Three-dimension printing made news in November 2013 when Solid Concepts (SolidConcepts.com) printed a working 1911 .45-caliber handgun. Suddenly, the national spotlight was on 3-D printing, a tool with a reputation for creating prototype plastic parts. Why was the gun such a big deal? It proved the viability of 3-D printing as a precise manufacturing process, producing more than 30 separate stainless steel and Inconel parts, several of which are subjected to 20,000 psi of pressure every time the pistol is fired. Why should you care? Because hot rod parts can also be produced using this process.
We featured a ’69 Mustang (“Rapid Prototype,” Mar. ’14) that was built by Agent 47 (AgentFortySeven.com) using several 3-D printing processes. The Mustang was just the tip of the iceberg, and the man behind the technology of that car, Corey Weber, gave us a glimpse of what’s possible at his Forecast 3-D facility.
Stereo-lithography-apparatus (SLA) printing uses computer-aided design (CAD) data to control the movement of a printer head. Instead of dispensing ink, this printer head directs a laser beam onto the surface of a liquid epoxy photopolymer (a resin cured by light), drawing the sliced CAD data layer by layer. Wherever the laser draws on the surface of the resin, the resin cures from liquid to solid and bonds to the layer below. The part is attached to a platform under the surface of the resin, which drops lower into the resin with each layer, essentially growing the part downward. Stereo lithography apparatus printers are relatively inexpensive and have a great surface finish.
It’s not the sort of part you’d want to flog on a road course or dragstrip for very long, but this stereo-lithography-apparatus-printed airbox is perfect as a proof of concept.
Ballpark Pricing
Center Console: $1,100
Shift Knob: $175
A fused-deposition-modeling (FDM) 3-D printer interprets a CAD file into rapid printer head movements. Plastic filament wire is fed into the printer’s extrusion head, where it is heated to its melting point. The molten plastic is then extruded from the printer’s nozzle in a ribbon that’s shape is determined by the CAD data. This ribbon of plastic then bonds to the layer previously printed.

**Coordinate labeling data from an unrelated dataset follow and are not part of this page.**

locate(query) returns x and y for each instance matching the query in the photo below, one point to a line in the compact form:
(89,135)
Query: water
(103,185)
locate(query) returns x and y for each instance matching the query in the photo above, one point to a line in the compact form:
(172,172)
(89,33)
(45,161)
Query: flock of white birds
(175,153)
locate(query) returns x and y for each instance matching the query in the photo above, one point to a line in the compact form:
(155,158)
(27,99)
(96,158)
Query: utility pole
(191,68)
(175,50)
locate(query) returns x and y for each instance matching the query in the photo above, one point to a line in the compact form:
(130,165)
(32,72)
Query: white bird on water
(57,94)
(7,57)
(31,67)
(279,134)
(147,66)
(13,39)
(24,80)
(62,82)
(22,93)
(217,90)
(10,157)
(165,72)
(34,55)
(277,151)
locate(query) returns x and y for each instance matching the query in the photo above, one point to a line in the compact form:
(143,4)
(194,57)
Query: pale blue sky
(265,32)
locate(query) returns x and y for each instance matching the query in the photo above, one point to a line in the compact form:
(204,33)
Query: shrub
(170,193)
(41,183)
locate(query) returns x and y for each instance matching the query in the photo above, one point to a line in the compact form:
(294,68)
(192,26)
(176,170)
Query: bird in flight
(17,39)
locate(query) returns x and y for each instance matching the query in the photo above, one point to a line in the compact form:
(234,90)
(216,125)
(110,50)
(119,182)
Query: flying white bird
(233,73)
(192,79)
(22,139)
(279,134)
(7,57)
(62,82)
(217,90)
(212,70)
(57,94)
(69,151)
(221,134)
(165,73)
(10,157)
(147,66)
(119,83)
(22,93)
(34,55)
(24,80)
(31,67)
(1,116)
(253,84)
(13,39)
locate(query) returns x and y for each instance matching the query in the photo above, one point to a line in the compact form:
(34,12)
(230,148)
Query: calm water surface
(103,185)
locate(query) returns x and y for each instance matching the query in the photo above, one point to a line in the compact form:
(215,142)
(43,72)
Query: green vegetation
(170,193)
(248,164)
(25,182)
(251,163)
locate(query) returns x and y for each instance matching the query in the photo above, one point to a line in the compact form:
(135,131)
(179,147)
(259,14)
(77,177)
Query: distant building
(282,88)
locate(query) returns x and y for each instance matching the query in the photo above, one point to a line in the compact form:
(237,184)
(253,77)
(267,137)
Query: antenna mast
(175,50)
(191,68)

FDM 3-D printing is routinely used to produce prototype air intake boxes and tubing, but altering the composition of the material can yield a part suitable for real-world use. Agent 47 built the center console of its Harbinger Mustang from acrylonitrile butadiene styrene (ABS) thermoplastic, resulting in a lighter part than an upholstery shop could ever produce from wood and fiberglass.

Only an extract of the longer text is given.